Clinical Oncology Department, Nottingham University Hospitals, Nottingham.
Ann Oncol. 2013 Nov;24(11):2801-7. doi: 10.1093/annonc/mdt277. Epub 2013 Aug 1.
TNBC represents a heterogeneous subgroup of BC with poor prognosis and frequently resistant to CT.
The relationship between Bcl2 immunohistochemical protein expression and clinico-pathological outcomes was assessed in 736 TNBC-patients: 635 patients had early primary-TNBC (EP-TNBC) and 101 had primary locally advanced (PLA)-TNBC treated with neo-adjuvant- ATC-CT.
Negative Bcl2 (Bcl2-) was observed in 70% of EP-TNBC and was significantly associated with high proliferation, high levels of P-Cadherin, E-Cadherin and HER3 (P's < 0.01), while Bcl2+ was significantly associated with high levels of p27, MDM4 and SPAG5 (P < 0.01). After controlling for chemotherapy and other prognostic factors, Bcl2- was associated with 2-fold increased risk of death (P = 0.006) and recurrence (P = 0.0004). Furthermore, the prognosis of EP-TNBC/Bcl2- patients had improved both BC-specific survival (P = 0.002) and disease-free survival (P = 0.003), if they received adjuvant-ATC-CT. Moreover, Bcl2- expression was an independent predictor of pathological complete response of primary locally advanced triple negative breast cancer (PLA-TNBC) treated with neoadjuvant-ATC-CT (P = 0.008).

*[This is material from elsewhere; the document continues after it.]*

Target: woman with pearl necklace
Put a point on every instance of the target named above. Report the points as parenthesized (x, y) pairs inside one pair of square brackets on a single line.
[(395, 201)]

Adding Bcl2 to the panel of markers used in current clinical practice could provide both prognostic and predictive information in TNBC. TNBC/Bcl2- patients appear to benefit from ATC-CT, whereas Bcl2+ TNBC seems to be resistant to ATC-CT and may benefit from a trial of different type of chemotherapy with/without novel-targeted agents.
三阴性乳腺癌(TNBC)是一种预后较差且常对化疗耐药的乳腺癌异质性亚组。
评估了 736 例 TNBC 患者的 Bcl2 免疫组化蛋白表达与临床病理结局的关系:635 例患者为早期原发性 TNBC(EP-TNBC),101 例为接受新辅助 ATC-CT 治疗的原发性局部晚期(PLA)-TNBC。
EP-TNBC 中 70%的患者 Bcl2 阴性(Bcl2-),与高增殖、高 P-钙粘蛋白、E-钙粘蛋白和 HER3 水平显著相关(P<0.01),而 Bcl2+与高 p27、MDM4 和 SPAG5 水平显著相关(P<0.01)。在控制化疗和其他预后因素后,Bcl2-与死亡风险增加 2 倍相关(P=0.006)和复发(P=0.0004)。此外,如果 EP-TNBC/Bcl2-患者接受辅助 ATC-CT,其乳腺癌特异性生存(P=0.002)和无病生存(P=0.003)均有改善。此外,Bcl2-表达是接受新辅助 ATC-CT 治疗的局部晚期三阴性乳腺癌(PLA-TNBC)病理完全缓解的独立预测因子(P=0.008)。
在当前临床实践中使用的标志物组合中加入 Bcl2,可以为 TNBC 提供预后和预测信息。Bcl2-TNBC 患者似乎从 ATC-CT 中获益,而 Bcl2+ TNBC 似乎对 ATC-CT 耐药,可能受益于不同类型的化疗联合/不联合新型靶向药物的试验。